Изменить размер шрифта - +

– Но я хочу когда‑нибудь поговорить с ней, папа. Не могу вынести мысли, что никогда больше не увижу маму.

Грегорио расплакался, он плакал горько и безутешно, никакие слова отца не могли успокоить его. Пердомо только обнимал сына, и так они пролежали долго, пока наконец, сраженный усталостью и переживаниями прошедшего дня, мальчик не уснул.

Пердомо показалось, что сегодня, спустя полтора года после несчастного случая, Грегорио сделал первый заметный шаг к тому, чтобы полностью принять смерть матери.

И тут он вспомнил о мобильнике Хуаны.

Египетские власти передали ему все ее личные вещи, включая телефон, и Пердомо до сих пор не вспоминал о нем. Аппарат лежал где‑то в доме, конечно незаряженный, но Хуана оставалась клиентом оператора сотовой связи, и Пердомо вдруг ощутил настоятельную необходимость позвонить, чтобы услышать на автоответчике ее голос. Он набрал номер, и тут же отозвался автоответчик: «Привет, это Хуана. Не стесняйся, оставь сообщение. Если ты его не оставишь, я не буду знать, кто ты, и не смогу перезвонить тебе. Не забудь! Начинай говорить не раньше, чем услышишь сигнал! Пока».

 

11

 

Мадрид, день спустя

 

Инспектор Мануэль Сальвадор решил начать расследование убийства Ане Ларрасабаль с допроса жениха скрипачки Андреа Рескальо.

Полицейский и музыкант договорились встретиться в Национальном концертном зале, который все еще был закрыт для публики до тех пор, пока криминалисты не провели все необходимые исследования.

Стоявший у входа полицейский узнал инспектора и, отдав честь, посторонился, чтобы освободить проход.

– Где он? – спросил Сальвадор.

– В какой‑то из студий, это вниз по лестнице, – ответил полицейский.

В Национальном концертном зале было четырнадцать студий для индивидуальных репетиций музыкантов оркестра; Сальвадору пришлось заглядывать по очереди в каждую через круглое окошечко из звуконепроницаемого стекла, итальянца он обнаружил в девятой студии.
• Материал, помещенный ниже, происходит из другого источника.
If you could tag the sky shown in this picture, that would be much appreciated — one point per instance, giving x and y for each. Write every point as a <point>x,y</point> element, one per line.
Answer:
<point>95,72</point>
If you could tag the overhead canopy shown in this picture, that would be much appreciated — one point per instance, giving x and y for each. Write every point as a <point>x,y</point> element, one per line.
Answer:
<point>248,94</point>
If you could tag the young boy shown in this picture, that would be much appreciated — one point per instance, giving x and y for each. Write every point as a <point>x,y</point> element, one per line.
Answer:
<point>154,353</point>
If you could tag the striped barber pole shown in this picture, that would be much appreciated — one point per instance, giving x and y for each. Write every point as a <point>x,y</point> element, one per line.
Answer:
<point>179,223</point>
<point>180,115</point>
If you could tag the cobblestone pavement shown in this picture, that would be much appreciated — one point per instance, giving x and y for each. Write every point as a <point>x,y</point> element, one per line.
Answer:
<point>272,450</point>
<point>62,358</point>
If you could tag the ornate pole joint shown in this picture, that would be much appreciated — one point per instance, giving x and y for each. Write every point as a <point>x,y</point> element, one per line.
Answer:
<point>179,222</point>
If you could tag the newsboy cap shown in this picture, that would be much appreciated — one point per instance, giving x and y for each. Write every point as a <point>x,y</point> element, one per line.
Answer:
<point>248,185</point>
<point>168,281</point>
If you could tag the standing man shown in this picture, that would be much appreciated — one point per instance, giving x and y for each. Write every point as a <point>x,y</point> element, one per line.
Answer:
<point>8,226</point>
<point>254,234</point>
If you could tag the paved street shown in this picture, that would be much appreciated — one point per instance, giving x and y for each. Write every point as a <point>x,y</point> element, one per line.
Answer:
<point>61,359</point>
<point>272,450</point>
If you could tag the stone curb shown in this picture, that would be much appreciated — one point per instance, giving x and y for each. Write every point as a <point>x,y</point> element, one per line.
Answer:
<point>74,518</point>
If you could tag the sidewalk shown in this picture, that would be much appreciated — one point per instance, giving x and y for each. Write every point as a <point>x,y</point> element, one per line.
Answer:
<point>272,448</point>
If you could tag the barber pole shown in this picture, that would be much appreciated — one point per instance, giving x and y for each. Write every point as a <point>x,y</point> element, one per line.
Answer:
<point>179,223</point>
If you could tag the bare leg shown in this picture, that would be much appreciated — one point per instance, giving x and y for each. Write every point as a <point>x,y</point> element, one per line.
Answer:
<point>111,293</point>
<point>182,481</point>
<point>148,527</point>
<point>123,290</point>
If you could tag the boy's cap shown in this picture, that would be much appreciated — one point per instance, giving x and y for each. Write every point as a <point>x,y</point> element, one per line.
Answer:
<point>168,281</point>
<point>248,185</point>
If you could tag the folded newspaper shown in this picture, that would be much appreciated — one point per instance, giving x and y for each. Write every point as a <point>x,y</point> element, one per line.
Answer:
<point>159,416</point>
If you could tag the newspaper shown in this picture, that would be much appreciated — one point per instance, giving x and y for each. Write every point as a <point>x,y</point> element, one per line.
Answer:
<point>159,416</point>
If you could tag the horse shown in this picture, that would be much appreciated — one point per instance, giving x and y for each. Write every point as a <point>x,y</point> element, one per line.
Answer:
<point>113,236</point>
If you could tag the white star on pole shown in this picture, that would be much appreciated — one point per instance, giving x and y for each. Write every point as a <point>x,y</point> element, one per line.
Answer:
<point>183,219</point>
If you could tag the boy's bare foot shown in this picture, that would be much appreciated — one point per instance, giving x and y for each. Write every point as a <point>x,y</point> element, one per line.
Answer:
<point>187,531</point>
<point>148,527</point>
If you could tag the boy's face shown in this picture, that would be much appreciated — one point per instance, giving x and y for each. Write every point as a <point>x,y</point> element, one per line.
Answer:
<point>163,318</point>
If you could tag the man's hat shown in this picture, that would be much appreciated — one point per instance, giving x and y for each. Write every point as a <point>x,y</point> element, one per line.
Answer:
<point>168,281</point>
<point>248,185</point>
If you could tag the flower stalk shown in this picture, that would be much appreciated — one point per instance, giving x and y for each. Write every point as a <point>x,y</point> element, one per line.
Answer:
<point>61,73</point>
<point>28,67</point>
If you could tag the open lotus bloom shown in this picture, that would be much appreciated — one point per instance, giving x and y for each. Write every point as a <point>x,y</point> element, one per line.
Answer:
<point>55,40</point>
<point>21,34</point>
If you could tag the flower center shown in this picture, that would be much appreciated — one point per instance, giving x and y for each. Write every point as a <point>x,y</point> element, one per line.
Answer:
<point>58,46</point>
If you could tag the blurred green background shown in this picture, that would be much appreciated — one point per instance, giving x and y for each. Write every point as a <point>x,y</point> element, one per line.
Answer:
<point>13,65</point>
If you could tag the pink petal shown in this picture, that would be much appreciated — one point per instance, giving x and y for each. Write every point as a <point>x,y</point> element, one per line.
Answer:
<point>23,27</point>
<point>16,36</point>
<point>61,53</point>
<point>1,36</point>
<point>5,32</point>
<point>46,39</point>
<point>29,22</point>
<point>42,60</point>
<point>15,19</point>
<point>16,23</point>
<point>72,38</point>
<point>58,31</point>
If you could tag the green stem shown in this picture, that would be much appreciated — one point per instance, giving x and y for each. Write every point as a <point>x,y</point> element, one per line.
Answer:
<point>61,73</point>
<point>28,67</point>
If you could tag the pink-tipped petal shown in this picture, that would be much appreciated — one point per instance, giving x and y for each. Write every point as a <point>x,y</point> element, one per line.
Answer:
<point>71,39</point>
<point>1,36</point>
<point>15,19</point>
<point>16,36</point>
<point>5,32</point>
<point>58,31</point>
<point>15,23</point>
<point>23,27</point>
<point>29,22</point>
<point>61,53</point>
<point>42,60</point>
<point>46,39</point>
Пожимая пальцы, которые показались ему длинными и изогнутыми, словно ветки кустарника, Сальвадор заметил, что, хотя на пюпитре стояла партитура, виолончель Рескальо лежала в футляре.

– Вы уже кончили репетировать? – спросил инспектор.

– Даже не начинал, чувствую себя совершенно разбитым. Надо сказать, в субботу у нас труднейший концерт, и мне нужно было бы заниматься по меньшей мере по четыре часа в день, но когда я сюда приехал, то понял, что у меня нет сил достать инструмент. Хотя я убежден, что сейчас только музыка меня может оживить.

Итальянец выглядел совершенно убитым, и Сальвадор спросил:

– А нельзя заменить вас на ближайшем концерте? Что ни говори, ведь вы были женихом жертвы, любой дирижер это поймет.

– Теоретически другой виолончелист‑солист может взять на себя мою партию, и, даже если он заболеет, у нас есть еще два вторых солиста в группе виолончелей. Но вещь, которую мы будем играть в субботу, – это мой самый любимый из всего репертуара концерт для виолончели, и я не хотел бы пропускать его. Кто знает, когда мы будем играть его в следующий раз?

– О какой вещи идет речь? – спросил инспектор, изображая интерес, в то время как на самом деле его внимание привлекли странные ботинки итальянца.

Рескальо заметил, что полицейский не может отвести взгляд от этих своеобразных сабо, и спросил:

– Никогда не видели такие? Это известные кроксы. Они американские, хотя вошли в моду по всему миру, а в Японии произвели настоящий фурор.

– Ах да, кроксы, я что‑то читал, – сказал Сальвадор с нотками подозрительности в голосе. – Вроде бы они ненадежны.

– Глупости, это просто кампания в прессе из‑за конкуренции.